Gerçekleşme zamanı gelmemiş bir duada şu anda da bir icabet söz konusudur. Hattâbî’nin ifade ettiği gibi Allah’ın dua neticesinde içimize inşirah vermesi, iç huzuru lütfetmesi çok önemlidir. Ne yaşıyor olursak olalım, bizi yıpratan yaşadıklarımızdan ziyade bizim onlara yüklediğimiz anlamlardır. İçinde bulunduğumuz kalbi yoran, yüreğe oturan ağır durumun hiçbir şeyle değişmeyeceğini düşünmek insanı bunalıma sürükleyebilir. Bunalım ise inancını yitirme, bedenin bunu kaldıramayıp hasta olması ya da intiharlar şeklinde açı sonuçlar doğurur. Bu açıdan ettiğimiz her samimi duada peşin bir icabet olarak bir iç ferahlığını ve tahammül direncini bulabiliriz. Bu da bizi bu zor şartlarda ayakta tuttuğu gibi bize geleceğe yönelik imkanları fark edip onları icra etme gücü de verir.

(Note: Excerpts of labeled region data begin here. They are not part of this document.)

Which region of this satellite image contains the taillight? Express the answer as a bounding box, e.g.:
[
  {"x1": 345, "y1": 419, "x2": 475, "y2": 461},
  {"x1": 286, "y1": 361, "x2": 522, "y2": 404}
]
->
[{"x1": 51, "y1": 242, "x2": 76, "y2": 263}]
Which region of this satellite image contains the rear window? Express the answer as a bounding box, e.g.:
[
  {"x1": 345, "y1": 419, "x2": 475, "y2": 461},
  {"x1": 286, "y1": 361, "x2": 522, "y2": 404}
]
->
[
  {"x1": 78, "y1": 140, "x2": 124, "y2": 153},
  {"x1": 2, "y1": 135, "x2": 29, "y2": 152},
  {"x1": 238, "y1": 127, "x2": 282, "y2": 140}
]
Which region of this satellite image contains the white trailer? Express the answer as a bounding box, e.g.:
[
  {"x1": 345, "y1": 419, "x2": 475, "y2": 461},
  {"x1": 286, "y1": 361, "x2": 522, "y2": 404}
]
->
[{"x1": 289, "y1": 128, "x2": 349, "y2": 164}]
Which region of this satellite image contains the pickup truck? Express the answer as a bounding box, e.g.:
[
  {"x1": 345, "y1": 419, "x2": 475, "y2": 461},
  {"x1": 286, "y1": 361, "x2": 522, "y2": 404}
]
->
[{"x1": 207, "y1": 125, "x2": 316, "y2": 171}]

Öte yandan Hakk’ın muradı bizim beklentimizden başka şekilde gerçekleşecek olması durumunda ise yine dua icabetsiz kalmaz. Bahsi geçen inşirah ve sekînenin peşin olarak verilmesinin yanı sıra bir zaman sonra geriye döndüğümüzde Allah’ın bize beklentimizden farklı fakat onu aşan, ona ihtiyaç bırakmayan çok şeyler vermiş olduğunu görebiliriz. Bu açıdan her halükârda duaya ısrarla devam etmek gerekir. Çünkü Hak kerimdir. Kerîm ise sofrasını oturup in’âm bekleyeni nimetsiz, ikramsız bırakmaz. Her halükârda istikbalin hem dünya hem de ahiret bakımından hakkımızda hayırlı olmasında duamızın ana bir dinamik olduğunu unutmamak icap eder. Bu nedenledir ki duada ısrar etmek dinen emredilmiştir. Bu ısrar, istediğimizi Allah’ın lütfetmesini netice verecek olabildiği gibi yeni ve beklediğimizin çok ötesinde ummadığımız güzelliklere de dönüşebilir. Tüm bunların yanında onunla dertleşmenin verdiği ibadet neşvesinin kulluğun özü olduğunu, kalıcı salih amellerden bulunduğunu da unutmamak gerekir.